In the view of the Islamic State, their extreme Sunni philosophy is, in their view, the only true faith, Sharia is the only acceptable legal system, and they are mandated by God to impose these views and systems on as many people as they can conquer. Nigeria’s Boko Haram, indeed its very name, constitutes a complete rejection of Western teachings at every level. Those are the extreme views, but even among those just living their lives, there is no particular love lost on Western systems of government.
From the days of Christian missionaries converting primitive peoples to wars in which we impose constitutional democracies where there is no such tradition in these distant lands, we too are infected with our own brand of hubris.
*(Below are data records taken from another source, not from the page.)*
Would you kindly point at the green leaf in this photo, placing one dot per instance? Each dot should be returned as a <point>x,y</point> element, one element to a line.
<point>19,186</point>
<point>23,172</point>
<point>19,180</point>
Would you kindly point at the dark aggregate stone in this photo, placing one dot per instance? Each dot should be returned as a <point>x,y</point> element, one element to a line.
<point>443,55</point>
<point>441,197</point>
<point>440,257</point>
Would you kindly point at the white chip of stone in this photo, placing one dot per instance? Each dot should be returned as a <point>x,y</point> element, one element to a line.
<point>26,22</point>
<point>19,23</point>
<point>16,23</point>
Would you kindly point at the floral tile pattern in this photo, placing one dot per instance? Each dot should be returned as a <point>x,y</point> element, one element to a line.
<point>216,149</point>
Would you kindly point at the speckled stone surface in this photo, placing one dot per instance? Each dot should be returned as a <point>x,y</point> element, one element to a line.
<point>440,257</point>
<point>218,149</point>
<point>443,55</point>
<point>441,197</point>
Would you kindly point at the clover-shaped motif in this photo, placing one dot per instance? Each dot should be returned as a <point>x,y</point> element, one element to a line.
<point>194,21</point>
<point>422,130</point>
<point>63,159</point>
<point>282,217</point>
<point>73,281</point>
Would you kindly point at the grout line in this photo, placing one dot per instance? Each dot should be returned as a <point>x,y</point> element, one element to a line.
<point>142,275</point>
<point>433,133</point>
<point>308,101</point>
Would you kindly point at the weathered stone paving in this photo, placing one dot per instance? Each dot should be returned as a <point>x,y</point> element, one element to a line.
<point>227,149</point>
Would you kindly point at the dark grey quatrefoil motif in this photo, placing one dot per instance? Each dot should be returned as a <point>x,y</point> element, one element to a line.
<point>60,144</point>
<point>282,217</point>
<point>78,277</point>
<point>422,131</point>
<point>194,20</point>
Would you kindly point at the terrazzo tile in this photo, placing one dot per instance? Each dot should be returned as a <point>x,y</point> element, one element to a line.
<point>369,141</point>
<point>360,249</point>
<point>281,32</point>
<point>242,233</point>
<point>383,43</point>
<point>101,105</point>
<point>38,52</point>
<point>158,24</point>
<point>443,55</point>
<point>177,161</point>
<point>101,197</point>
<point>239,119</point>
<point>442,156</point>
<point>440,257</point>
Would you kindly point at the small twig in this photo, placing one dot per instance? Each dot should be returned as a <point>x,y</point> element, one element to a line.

Extreme regimes are unsustainable, and they probably won’t fall because some Western notion of democracy would succeed. The answer is somewhere in the middle. Not an extreme and brutal repressive government from genocidal intolerants. Not a Western-style democracy. And we are simply going to have to learn to live with folks who just don’t see their world the same way we see ours.
I’m Peter Dekom, and we have a very bad habit of swatting at wasps’ nests and wonder why the wasps are so angry at us for trying to teach them to be (or beat them into being) better wasps.